Was ich sehr gut finde: Es wird einen zweiten BrühlCon geben. Dieser wird am 15. September 2018 starten – in der beschaulichen Stadt Brühl.

Fairerweise muss ich einräumen, dass er sicher nicht sehr groß ausfallen wird. Das wird aber die Aktivisten sicher nicht davon abhalten, einen schönen fannischen Tag zu verbringen, sich über Science Fiction im Allgemeinen, PERRY RHODAN im Besonderen sowie Gott und die Welt zu unterhalten.

Zwei Autoren sind zu Gast – die lassen sich bestimmt mehr oder weniger gern mit Fragen löchern. Erste Informationen verrät Volker Hoff in seinem Blog »Zeitreisender«. Ich wünsche schon jetzt viel Spaß!

13 Juli 2018

Grausame Götter

Mal wieder tausend Bände in die Vergangenheit geblickt ...  »Den Roman muss ich selbst schreiben«, sagte Ernst Vlcek, als es darum ging, den PERRY RHODAN-Roman mit der Bandnummer 1969 zu verfassen. Veröffentlicht wurde er am 18. Mai 1999 unter dem Titel »Grausame Götter« – der Autor schrieb sich das Exposé für diesen außergewöhnlichen Band unserer Serie selbst.

Vor allem wurde Ernst Vlcek die religiösen Hintergründe für das Volk der Tazolen präsentieren. Er hatte dieses Volk in mehreren Exposés und Datenblättern entwickelt, und er hatte von Anfang an eine religiöse Komponente eingefügt. Der Autor wollte damit eine Verbindung aus Science Fiction und Religion herstellen – ein Volk, das aufgrund seiner Überzeugung damit anfängt, bis in eine ferne Galaxis vorzustoßen.

Ich fand die Algiotischen Wanderer faszinierend, auch in der Konfrontation mit den Gharrern und anderen Völkern. Dem Autor machte es sichtlich Freude, die Hintergründe für diese Wesen auszuarbeiten und ihre Entwicklung zu schildern. Und ich denke, man merkt das dem Roman auch heute noch an.

12 Juli 2018

Das schreiende Schiff in Tschechien

Mit einem spannenden Roman haben es in diesem Sommer unsere tschechischen Leser zu tun: Mit »Křičící loď« erschien der Band 2350 unserer Serie in einer tschechischen Übersetzung. Ob »Das schreiende Schiff«, der Roman von Uwe Anton, gut übersezt worden ist oder nicht, kann ich leider nicht nachprüfen.

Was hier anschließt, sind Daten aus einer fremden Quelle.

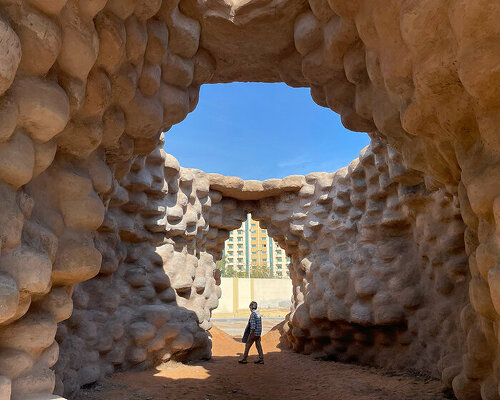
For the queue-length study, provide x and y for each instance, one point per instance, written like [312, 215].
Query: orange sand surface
[285, 376]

Ich fand ihn im Original spannend und kann nur hoffen, dass er für die Leser im Nachbarland auch so wirken wird. Das Titelbild zeigt einen ernst blickenden Perry Rhodan, der im Kampf gegen die Terminale Kolonne TRAITOR offenbar auf jede Hilfe und jeden möglichen Partner angewiesen ist ... das verspricht hoffentlich auch den Lesern in Prag und anderen Städten eine packende Lektüre.

11 Juli 2018

Krisenzone Apas

Dass PERRY RHODAN NEO eine Art Parallelwelt zu PERRY RHODAN ist, habe ich schon oft ausgesagt: Wir nehmen Elemente der klassischen Serie, strukturieren sie anders, ergänzen sie durch neue Elemente und schreiben so ein Science-Fiction-Universum, das seit 2011 viele Leser begeistern konnte. Zu den Außerirdischen, die aus der klassischen Serie übernommen worden sind, zählen die Blues, deren Kultur in verschiedene Sternenreiche zerfallen ist.

Kai Hirdt schildert in »Krisenzone Apas« die Heimatwelt der Apasos, die ziemlich überbevölkert ist. Der Autor zeigt die verschiedenen Facetten dieser Welt, und dieser Blick in die fremde Kultur hat mir sehr gut gefallen. Dass Perry Rhodan und seine Gefährten mit manchen Apasos ihre Probleme haben, kann kaum überraschen – der Autor erzählt das alles mit viel Überzeugungskraft.

(Was mir übrigens besonders gut als Detail gefallen hat, ist ein Überwachungssystem der Apasos. An dieser Stelle hat der Autor etwas aus »unserer« Welt genommen und in einen Science-Fiction-Zusammenhang überführt. Sehr hübsch!)